A number of experts are not comfortable with the idea of withholding the vaccine from some trial participants, saying other trial designs could answer the question in a less ethically challenging approach. One suggestion, says German researcher Stephan Becker, would be to vaccinate inhabitants in a village in an infected country, and compare infection rates there to those in similar villages where vaccine has not yet been made available.
"For me this sounds a bit ... not practical," Becker, who is at the University of Marburg, in Germany, says of a traditional randomized controlled trial. Becker is negotiating with NewLink to conduct a small clinical trial of the Canadian vaccine in Germany.
Becker is not the only scientist to question the agreed-to approach. But a source who asked not to be named says the U.S. government — which has footed the bill for much of the research behind the vaccines and drugs, and which will likely take a lead role in paying for production and dissemination of Ebola vaccines — wants to know the vaccines work before it spends hundreds of millions of dollars on them.
Fauci points to a clinical trial of an HIV vaccine that was stopped a couple of years ago as an example of why it's critical to know whether the vaccine is actually effective before it is broadly used.
The HIV vaccine looked good in animal studies and seemed safe in the small initial human trials in healthy volunteers.

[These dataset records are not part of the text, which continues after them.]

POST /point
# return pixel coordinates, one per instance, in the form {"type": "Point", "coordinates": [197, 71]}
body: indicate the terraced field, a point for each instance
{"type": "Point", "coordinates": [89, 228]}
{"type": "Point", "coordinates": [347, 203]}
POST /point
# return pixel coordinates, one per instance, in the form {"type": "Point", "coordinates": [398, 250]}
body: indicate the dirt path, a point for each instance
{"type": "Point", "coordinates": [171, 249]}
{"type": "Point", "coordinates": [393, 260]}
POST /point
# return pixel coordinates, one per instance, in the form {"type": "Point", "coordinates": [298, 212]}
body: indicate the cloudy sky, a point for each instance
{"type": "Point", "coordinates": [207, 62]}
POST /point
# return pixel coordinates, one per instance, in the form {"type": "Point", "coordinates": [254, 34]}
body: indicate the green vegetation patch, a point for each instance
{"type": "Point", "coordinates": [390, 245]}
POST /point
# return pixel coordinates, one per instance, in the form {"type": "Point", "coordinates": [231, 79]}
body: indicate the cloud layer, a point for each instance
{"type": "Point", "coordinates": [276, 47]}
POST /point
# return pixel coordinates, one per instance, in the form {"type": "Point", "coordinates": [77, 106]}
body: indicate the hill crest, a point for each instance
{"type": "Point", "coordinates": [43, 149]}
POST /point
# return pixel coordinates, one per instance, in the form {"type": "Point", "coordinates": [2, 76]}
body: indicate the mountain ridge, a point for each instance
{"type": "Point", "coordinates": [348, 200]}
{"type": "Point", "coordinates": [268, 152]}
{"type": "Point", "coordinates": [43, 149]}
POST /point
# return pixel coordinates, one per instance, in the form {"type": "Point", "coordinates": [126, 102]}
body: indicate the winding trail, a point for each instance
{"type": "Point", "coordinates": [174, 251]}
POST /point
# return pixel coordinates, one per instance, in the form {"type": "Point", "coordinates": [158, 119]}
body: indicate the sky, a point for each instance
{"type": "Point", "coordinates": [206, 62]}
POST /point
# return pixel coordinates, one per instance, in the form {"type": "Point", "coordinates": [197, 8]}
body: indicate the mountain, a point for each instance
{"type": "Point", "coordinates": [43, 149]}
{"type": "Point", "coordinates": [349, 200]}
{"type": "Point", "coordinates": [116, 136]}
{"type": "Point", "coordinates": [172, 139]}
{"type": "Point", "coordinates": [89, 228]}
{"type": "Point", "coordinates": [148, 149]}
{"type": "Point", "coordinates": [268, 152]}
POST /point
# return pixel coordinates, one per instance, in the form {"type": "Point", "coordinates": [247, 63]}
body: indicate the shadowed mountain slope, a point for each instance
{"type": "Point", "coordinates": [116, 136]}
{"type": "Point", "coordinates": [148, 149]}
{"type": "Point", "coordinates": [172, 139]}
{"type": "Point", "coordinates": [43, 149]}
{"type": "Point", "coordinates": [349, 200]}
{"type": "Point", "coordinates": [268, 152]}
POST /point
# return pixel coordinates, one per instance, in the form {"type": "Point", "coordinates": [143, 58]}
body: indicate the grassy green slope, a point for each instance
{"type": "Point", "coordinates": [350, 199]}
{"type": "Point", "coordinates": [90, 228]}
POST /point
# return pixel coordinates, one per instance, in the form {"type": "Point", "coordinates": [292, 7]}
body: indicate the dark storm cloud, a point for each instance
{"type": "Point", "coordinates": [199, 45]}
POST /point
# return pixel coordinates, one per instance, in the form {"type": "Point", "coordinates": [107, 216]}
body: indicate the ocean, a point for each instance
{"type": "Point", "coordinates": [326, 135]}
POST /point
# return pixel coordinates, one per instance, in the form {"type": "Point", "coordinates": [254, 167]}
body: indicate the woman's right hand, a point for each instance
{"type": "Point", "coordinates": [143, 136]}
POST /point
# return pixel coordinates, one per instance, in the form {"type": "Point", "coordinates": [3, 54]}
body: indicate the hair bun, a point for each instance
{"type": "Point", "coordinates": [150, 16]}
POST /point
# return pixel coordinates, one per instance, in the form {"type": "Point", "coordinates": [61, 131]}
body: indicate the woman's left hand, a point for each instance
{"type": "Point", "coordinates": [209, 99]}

But when it was given in the field, people who got the vaccine actually contracted HIV at a higher rate than people in the placebo arm of the trial.
"So those are the kinds of things that you have to take into consideration, particularly if there's even a possibility that you're going to widely deploy a vaccine," Fauci says.

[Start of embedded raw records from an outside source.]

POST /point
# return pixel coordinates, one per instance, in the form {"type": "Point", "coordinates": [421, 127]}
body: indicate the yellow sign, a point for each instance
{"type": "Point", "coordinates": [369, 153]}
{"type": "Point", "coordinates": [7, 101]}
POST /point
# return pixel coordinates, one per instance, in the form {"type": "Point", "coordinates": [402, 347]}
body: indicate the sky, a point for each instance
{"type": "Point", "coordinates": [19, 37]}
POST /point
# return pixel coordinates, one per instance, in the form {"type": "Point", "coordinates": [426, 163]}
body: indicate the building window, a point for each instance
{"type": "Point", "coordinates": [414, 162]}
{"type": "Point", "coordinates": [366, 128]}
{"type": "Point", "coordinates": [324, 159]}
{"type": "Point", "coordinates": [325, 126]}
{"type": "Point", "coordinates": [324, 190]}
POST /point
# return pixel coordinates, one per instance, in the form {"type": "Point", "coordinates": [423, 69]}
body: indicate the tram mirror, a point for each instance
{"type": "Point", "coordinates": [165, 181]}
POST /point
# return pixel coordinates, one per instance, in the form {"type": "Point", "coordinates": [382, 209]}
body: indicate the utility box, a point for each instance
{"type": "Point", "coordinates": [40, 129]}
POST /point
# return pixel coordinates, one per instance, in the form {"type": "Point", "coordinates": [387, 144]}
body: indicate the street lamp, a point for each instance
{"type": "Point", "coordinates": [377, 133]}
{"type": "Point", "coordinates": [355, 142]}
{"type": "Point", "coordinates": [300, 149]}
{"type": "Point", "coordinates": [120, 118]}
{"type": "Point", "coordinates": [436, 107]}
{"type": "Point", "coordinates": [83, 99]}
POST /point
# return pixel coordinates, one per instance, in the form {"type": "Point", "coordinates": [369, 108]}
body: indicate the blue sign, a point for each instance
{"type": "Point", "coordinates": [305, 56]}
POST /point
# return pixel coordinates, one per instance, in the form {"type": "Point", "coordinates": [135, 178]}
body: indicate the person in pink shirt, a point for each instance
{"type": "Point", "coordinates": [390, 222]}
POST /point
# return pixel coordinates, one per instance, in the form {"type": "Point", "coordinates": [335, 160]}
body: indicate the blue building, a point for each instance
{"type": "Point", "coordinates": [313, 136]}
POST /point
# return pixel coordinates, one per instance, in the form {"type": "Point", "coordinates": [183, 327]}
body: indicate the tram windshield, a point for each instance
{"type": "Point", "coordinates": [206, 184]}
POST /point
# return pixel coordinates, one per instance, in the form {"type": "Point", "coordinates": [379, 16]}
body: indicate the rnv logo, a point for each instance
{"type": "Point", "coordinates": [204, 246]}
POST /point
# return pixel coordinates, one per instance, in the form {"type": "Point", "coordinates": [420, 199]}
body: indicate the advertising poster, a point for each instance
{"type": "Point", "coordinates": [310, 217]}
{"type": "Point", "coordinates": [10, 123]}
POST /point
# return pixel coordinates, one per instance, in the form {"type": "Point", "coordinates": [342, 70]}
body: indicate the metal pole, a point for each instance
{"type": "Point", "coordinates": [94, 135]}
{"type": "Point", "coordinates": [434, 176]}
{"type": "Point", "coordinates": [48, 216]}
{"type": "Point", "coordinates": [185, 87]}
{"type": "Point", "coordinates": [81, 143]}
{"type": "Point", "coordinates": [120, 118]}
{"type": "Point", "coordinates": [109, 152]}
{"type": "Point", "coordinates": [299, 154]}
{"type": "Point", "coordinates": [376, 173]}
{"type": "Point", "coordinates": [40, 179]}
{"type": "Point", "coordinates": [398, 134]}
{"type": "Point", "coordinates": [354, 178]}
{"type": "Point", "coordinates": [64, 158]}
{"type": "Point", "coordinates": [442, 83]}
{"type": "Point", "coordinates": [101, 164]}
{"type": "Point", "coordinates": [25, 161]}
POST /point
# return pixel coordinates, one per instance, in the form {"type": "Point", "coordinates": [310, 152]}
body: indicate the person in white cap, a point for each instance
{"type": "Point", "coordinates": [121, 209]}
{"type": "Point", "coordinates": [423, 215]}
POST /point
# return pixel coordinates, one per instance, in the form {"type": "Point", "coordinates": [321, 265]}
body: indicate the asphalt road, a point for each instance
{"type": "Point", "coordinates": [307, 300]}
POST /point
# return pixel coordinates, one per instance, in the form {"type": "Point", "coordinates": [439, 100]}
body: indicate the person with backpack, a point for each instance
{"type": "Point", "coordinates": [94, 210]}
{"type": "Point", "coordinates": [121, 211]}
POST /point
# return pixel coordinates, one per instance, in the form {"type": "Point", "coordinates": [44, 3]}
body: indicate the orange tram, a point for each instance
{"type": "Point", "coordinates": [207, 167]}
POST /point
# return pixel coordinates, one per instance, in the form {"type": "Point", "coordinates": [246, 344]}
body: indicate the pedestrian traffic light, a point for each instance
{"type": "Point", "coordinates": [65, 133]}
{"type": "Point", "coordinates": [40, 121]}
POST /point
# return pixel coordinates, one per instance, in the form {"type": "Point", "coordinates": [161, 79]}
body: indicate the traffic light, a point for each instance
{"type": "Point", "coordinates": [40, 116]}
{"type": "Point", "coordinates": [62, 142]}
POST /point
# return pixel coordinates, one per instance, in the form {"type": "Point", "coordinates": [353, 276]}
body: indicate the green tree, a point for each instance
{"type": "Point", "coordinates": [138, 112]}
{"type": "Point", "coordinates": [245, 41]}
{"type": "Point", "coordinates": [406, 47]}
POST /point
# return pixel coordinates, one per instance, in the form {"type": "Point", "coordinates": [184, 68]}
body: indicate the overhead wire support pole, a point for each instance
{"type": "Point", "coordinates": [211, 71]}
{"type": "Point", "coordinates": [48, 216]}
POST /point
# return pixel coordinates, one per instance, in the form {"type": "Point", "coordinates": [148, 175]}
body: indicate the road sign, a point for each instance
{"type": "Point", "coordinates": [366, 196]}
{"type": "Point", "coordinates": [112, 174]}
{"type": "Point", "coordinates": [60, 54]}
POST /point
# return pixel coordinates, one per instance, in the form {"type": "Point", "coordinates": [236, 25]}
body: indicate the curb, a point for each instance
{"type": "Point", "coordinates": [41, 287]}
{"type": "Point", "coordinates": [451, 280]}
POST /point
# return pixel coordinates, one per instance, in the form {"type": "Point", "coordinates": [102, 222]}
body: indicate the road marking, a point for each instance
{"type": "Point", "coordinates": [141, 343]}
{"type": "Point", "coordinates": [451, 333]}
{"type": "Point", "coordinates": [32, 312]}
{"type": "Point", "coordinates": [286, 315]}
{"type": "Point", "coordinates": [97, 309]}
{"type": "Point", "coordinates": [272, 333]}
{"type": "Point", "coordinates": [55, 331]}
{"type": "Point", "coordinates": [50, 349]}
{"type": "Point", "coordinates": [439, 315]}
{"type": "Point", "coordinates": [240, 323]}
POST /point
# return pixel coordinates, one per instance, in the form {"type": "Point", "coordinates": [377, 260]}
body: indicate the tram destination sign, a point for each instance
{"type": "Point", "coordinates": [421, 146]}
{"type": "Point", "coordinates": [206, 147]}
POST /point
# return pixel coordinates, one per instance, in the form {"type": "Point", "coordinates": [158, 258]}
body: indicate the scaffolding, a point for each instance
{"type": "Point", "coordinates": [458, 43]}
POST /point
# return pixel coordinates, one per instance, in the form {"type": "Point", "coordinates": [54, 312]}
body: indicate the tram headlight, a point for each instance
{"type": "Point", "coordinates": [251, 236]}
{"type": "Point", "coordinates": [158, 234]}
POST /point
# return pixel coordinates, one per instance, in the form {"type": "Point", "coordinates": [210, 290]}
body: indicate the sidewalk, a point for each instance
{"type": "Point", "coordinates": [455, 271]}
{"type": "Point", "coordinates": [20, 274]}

Farrar prefers the trial design Becker suggested, but says the important thing is not to let differences about which approach is better delay the work.
"We mustn't be in a situation where we're having the same conversation six months from now as the epidemic is still raging and we're still only discussing how we might move things through into Phase 1 and Phase 2 testing," Farrar insists.
He also says work must be done concurrently to answer the questions on how vaccine would be rolled out when it becomes available. Who gets it first? How will delivery be organized? How will it be delivered to remote parts of the affected countries?
"Can you throw it out of a helicopter? Do you need a cold chain?" Farrar asks, a term that means a product must be kept refrigerated or frozen or else it becomes unusable. "We can't be scratching our heads when we got a vaccine."
Farrar also insists work must be done to test and make the experimental Ebola drugs. Having a treatment to offer people who are sick will inspire more to turn themselves in for care when they become infected, he says.